WASHINGTON – Donald Trump said Wednesday he sued the top officials of Facebook and Twitter for keeping him off social media, though legal analysts said the former president’s class-action lawsuit has virtually no chance of success.
Facebook and Twitter are private companies with the right to moderate their platforms, legal analysts said, and Trump’s lawsuit looks to be more of a political maneuver and fundraising opportunity.
In a news conference from his golf club in Bedminster, New Jersey, Trump said his class-action lawsuit filed in South Florida targets CEOs Mark Zuckerberg of Facebook, Jack Dorsey of Twitter and Sundar Pichai of Google and Alphabet.
“We are going to hold Big Tech very accountable,” Trump said.
Trump accused the companies of violating First Amendment free speech rights through “censorship” against him and others, “blacklisting” and “canceling” people for political reasons. “If they can do it to me, they can do it to anyone,” he said.
The First Amendment, which says, “Congress shall make no law … abridging the freedom of speech,” applies to government entities, not private domains.
Elie Honig, a former federal prosecutor, tweeted, “The very first word of the First Amendment is ‘Congress’ (as in ‘shall make no law…’). That means the First Amendment applies to governmental actors, not private companies.”

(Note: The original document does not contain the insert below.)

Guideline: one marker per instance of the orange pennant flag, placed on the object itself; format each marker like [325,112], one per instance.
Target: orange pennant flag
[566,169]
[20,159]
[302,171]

Less prominent people have sued Facebook and Twitter, but the lawsuits went nowhere.
Trump “just wants a PR and fundraising moment, not a real lawsuit,” said Bradley Moss, a Washington-based attorney.
He said, “It’s been tried before and failed every time.”
As the former president announced his lawsuit, pro-Trump organizations sent out fundraising solicitations to support it. Trump, who is considering another presidential run in 2024, attacked Big Tech as part of the 2020 presidential campaign he lost to Joe Biden.
Facebook and Twitter banned Trump after the insurrection Jan. 6 at the U.S. Capitol, saying his false claims about a “rigged election” threatened to trigger more violence by supporters.
Spokespeople for Facebook and Twitter had no comment on Trump’s lawsuit.
The bans from Twitter and Facebook have made it harder for Trump to get out his messages.
Trump began speaking out on a new website but shut it down after a month. Aides developed a social media platform for him and his followers called GETTR.
In early June, Facebook’s Oversight Board upheld Trump’s suspension, which also covers his Instagram account.
There are questions as to how avidly Trump will pursue the lawsuit.
Attorneys said legal discovery would open Trump to questions about his actions, including those before the insurrection by his supporters.
Also, “he’ll almost certainly lose,” Moss said.